Genomic Health Chairman, CEO, and President Kim Popovits also said that the firm's practice of reporting tests delivered rather than tests ordered may also undersell its progress in growing its prostate cancer testing business compared to competitors.
All in all, she argued, though the company may not be leading the market now, it is looking forward to accelerating growth throughout this year. "We've got an additional number of sales reps now in place, and having worked through some of the administrative issues, we think we're in great shape," she said during the call.
According to Cole, more than 2,900 physicians have ordered an Oncotype DX prostate test so far, and repeat orders during the first quarter of 2016 grew 33 percent sequentially compared to the fourth quarter of 2015.
Phil Febbo, Genomic Health's chief medical officer, also provided an update on the company's research activities in the prostate cancer space. According to Febbo, Genomic Health has completed over 20 prostate cancer clinical validity and utility studies that together include more than 3,500 patients.

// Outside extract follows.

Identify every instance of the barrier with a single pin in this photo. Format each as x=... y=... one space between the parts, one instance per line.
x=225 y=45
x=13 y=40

He also said that the company has presented, or will present, data on Oncotype DX prostate at several major urological meetings this year. Looking ahead, the company has ongoing studies that it expects to complete soon.
Liquid biopsy on the way
Meanwhile, Genomic Health is also gearing up for the launch of a completely new test for a separate and novel market, its Oncotype SEQ liquid biopsy assay.
Febbo said during the call that Genomic Health is currently completing analytic validation of Oncotype SEQ, its first blood-based product, and remains on track to launch the test mid-year.
"We're locking down our analytical validation, so that we know when we report out a result, what the significance of that is for the patient and the provider," Cole said.
Oncotype SEQ will be a next-gen sequencing-based test focused on actionable genomic alterations in a select number of genes intended to help personalize treatment of patients with late-stage solid tumor cancers including lung, breast, colon, melanoma, ovarian, and gastrointestinal stromal tumors.
Genomic Health will be one of many new entrants into a nascent liquid biopsy market, and it will not be the only targeted NGS-based player.
According to Popovits, Genomic Health hopes to distinguish itself by offering a product that is decidedly more focused, and more narrow in its scope than larger panels that are already being marketed by other companies such as Guardant Health.
"We are looking at a very targeted panel, one that focuses on [National Comprehensive Cancer Network] level-one evidence or targets that are associated with FDA approved drugs … or where it would allow patients to be eligible for [available] clinical trials," Popovits said.
"We [want] to provide [this more for] the community oncologists versus the academic centers or in the research world, with the tool that is actionable today and that can give them immediate information on where to guide a patient."
This tight focus is also something the company believes payors will be more inclined to reimburse for than broader tests, Popovits said.
However, Genomic Health isn't the only firm to say it thinks a focus on only the most actionable alterations is the way to go in liquid biopsy. Resolution Biosciences has made that a hallmark of it's own plans. And other companies like Trovagene and Biocept are working on developing narrow liquid biopsy test menus as well.
Upon completion of its analytic validation study some time mid-year, Genomic Health plans to make Oncotype SEQ commercially available through it's CLIA lab. The firm will then focus on completing concordance studies comparing results of the liquid biopsy test with tumor tissue sequencing, Cole said.
According to Popovits, once the company has launched Oncotype SEQ, it also plans to begin validation work on a second liquid biopsy test, though she did not provide further details on this planned second assay.